I have made two batches of the give-away stew. I give stew instead of flowers sometimes. I have made six cakes and two "tater" pies. I have made two batches of the good pepper jelly and one of relish. We have been to Auburn twice, going again for Homecoming. I have cooked at least 80 meals. Raked the leaves twice, wrote stacks of letters and spent hours on the Philpot story. I caught the ironing up to date. Now it has come undone. The yard is full of leaves. The basement must be cleaned. I have not dusted yet. I don't like to dust.

I have been Christmas shopping already and simply can't wait to decorate if my back holds out. Its the same back that picked the cotton and shocked the oats, that wagged the babies and drew the water and ironed the clothes. What is the warranty on a good back?

I think our neighbors will agree we did not have to leave home this year to see the beauty in the change of the season.
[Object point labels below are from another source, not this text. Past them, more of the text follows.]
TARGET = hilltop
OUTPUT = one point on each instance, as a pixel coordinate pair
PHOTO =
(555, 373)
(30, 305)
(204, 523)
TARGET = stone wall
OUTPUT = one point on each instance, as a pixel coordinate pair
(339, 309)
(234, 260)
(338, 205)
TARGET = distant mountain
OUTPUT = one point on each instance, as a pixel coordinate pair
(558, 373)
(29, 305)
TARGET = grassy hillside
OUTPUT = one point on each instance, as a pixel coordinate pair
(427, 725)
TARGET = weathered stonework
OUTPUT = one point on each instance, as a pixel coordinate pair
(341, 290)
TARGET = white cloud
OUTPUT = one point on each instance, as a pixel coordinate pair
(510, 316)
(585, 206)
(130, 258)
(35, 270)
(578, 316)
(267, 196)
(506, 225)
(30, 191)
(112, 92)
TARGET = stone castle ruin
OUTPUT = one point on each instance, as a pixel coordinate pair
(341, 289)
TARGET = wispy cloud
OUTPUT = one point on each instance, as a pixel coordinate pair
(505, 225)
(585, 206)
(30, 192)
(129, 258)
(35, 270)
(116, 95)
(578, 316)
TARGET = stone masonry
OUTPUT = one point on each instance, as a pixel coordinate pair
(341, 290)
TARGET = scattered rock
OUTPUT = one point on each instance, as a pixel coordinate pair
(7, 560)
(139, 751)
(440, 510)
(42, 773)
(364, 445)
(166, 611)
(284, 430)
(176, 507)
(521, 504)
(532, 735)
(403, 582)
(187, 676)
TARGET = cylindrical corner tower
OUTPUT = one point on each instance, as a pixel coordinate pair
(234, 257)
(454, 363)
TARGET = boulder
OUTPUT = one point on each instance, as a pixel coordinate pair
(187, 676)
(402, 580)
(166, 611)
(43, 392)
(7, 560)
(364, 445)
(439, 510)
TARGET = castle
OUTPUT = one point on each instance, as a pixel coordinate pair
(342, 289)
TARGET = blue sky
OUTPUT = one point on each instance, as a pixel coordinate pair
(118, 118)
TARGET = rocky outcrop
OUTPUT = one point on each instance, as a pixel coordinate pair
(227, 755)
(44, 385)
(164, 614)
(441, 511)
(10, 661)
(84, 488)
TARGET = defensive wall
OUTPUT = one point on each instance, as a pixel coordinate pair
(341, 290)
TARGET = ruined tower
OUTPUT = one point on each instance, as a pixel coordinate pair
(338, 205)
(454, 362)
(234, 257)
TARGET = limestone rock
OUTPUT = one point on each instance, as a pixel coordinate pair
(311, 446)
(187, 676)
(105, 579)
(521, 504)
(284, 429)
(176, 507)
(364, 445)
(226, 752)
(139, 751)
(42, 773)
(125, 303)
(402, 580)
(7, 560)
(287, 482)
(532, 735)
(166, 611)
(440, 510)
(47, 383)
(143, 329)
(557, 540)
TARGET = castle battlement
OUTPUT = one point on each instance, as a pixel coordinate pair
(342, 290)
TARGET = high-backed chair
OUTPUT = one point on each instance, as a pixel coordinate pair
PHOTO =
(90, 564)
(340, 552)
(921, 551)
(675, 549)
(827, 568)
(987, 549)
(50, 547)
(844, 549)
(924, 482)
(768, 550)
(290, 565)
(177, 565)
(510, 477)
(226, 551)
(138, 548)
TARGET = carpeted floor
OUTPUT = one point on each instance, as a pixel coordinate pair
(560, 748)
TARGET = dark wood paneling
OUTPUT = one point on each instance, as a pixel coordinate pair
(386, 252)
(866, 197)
Fourth Street has been a burst of color. I can't get enough of it. I peep out between every job.

I have experienced the warmth of the unemployment office and the Social Security office. The American people have been conned many times, but Social Security is the biggest joke yet. They either need to quit taking it from the young or else lead them to believe this is not going to be anything so don't count on it. Just pay it. Some of the letters I wrote were to the Congress who so generously voted themselves a good retirement and gave the notch babies less because they weren't born soon enough. Come now, we are not all dummies.

I have had a rewarding career. Started out selling leather shoes for Joe Sapp. Sold Furniture, made Popsicles, managed a soda fountain with all of the romance and glamor of the early drug store. Managed a dress shop for 20 years. Worked for the board of Registrars and if I can learn to use this typewriter I may have a career yet. The instructions could be in Spanish and German as far as I am concerned. I don't understand English. "Because I must write tomorrow the thoughts I have today - For in a fleeting moment they too may get away."